天が鑿を揮った風景 – 東部台湾

宜蘭・花蓮・台東3県が台湾東部に位置し、台湾でとくに開発が遅かった地域である。

宜蘭は蘭陽平原の政治経済の中心で、南北交通の要衝でもある。著名な礁溪温泉のほか、イタリーと並び世界的にも珍しい蘇澳冷泉も人気を集めている。毎年七・八月には冬山河親水公園で国際「子供の遊び」フェスティバルが開催され、内外から大勢の家族連れが訪れる。

蘇花公路沿いの清水断崖は、一方がそそり立つ断崖、他方は見渡す限りの太平洋に臨み、東海岸一番の奇景と称されている。

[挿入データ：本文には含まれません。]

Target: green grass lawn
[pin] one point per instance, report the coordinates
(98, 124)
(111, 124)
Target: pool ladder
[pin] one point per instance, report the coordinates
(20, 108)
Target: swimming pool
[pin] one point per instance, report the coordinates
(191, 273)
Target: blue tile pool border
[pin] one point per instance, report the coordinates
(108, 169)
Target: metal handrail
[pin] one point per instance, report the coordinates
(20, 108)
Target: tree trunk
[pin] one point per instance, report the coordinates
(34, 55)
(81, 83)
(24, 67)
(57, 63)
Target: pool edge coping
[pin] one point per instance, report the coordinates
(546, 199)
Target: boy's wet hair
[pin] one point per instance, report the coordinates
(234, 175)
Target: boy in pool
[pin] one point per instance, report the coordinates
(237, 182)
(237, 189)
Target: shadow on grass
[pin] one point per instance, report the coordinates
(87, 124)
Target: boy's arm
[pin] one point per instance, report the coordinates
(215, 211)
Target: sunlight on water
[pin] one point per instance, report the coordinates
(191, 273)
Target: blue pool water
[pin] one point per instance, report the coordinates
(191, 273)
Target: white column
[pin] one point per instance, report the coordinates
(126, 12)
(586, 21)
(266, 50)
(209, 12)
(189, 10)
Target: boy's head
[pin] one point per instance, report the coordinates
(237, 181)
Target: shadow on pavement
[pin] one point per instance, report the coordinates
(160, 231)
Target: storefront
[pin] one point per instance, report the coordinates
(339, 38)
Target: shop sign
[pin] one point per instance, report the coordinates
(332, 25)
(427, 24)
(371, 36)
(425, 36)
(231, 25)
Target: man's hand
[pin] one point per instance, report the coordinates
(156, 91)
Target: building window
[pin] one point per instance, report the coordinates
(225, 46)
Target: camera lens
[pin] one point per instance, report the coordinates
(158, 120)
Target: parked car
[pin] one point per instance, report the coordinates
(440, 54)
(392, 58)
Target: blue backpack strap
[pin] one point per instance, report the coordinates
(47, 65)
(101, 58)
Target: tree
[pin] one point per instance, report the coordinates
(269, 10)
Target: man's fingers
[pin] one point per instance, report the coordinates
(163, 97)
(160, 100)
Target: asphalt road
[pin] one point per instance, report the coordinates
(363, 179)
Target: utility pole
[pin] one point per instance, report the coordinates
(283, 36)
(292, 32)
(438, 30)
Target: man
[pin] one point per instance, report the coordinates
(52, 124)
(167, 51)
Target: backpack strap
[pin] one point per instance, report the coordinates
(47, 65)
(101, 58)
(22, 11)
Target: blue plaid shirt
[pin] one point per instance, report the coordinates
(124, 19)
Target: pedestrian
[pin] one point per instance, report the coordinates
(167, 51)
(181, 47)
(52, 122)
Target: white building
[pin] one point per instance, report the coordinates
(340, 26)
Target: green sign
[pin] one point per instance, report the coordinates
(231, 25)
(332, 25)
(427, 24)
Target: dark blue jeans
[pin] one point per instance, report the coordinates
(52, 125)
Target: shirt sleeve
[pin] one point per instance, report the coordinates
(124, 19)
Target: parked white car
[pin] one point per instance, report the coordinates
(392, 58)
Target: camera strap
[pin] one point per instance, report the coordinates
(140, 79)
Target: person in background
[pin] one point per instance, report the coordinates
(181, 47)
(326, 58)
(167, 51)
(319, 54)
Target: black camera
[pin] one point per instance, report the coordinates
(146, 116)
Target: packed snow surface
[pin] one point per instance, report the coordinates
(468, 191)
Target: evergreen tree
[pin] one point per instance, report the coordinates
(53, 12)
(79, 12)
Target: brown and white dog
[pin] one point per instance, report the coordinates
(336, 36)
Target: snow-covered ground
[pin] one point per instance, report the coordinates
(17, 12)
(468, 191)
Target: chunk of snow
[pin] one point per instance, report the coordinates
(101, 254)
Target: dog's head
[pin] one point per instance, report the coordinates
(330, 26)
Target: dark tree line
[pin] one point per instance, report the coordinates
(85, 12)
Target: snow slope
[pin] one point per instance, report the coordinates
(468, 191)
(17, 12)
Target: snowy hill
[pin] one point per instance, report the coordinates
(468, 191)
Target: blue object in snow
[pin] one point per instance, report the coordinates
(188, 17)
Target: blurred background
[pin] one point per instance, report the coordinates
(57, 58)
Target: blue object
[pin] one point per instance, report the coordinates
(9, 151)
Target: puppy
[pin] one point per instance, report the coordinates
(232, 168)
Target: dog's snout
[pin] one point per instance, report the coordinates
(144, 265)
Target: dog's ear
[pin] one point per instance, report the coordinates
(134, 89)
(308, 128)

さらに南下すると花蓮県と台東県に至る。東部海岸国家風景区および花東縱谷国家風景区は花蓮・台東にまたがる緑のベルトで、最近は国外からの旅客も多い。また、この地域は台湾のなかでも原住民(アミ・プユマ・ブヌン・タオ)の文化がもっとも豊かなところで、七月から八月にかけて花東地方数十の部落で豊年祭が開催され、その華麗な踊りは先住民の美食とともに見逃せない。

太魯閣国家公園は花蓮県内にあって、垂直にそそりたつ大理石の峡谷景観で世界的に有名である。燕子口・九曲洞などと名付けられた太魯閣峡谷の勇壮な自然奇観は人々の感動を誘う。渓谷沿いには一部に遊歩道が設置され、ハイキングを楽しむことができる。

アウトドアスポーツの愛好家なら、ぜひ秀姑巒のラフティングにチャレンジしよう。最近は、ホエールウォッチングも盛んだ。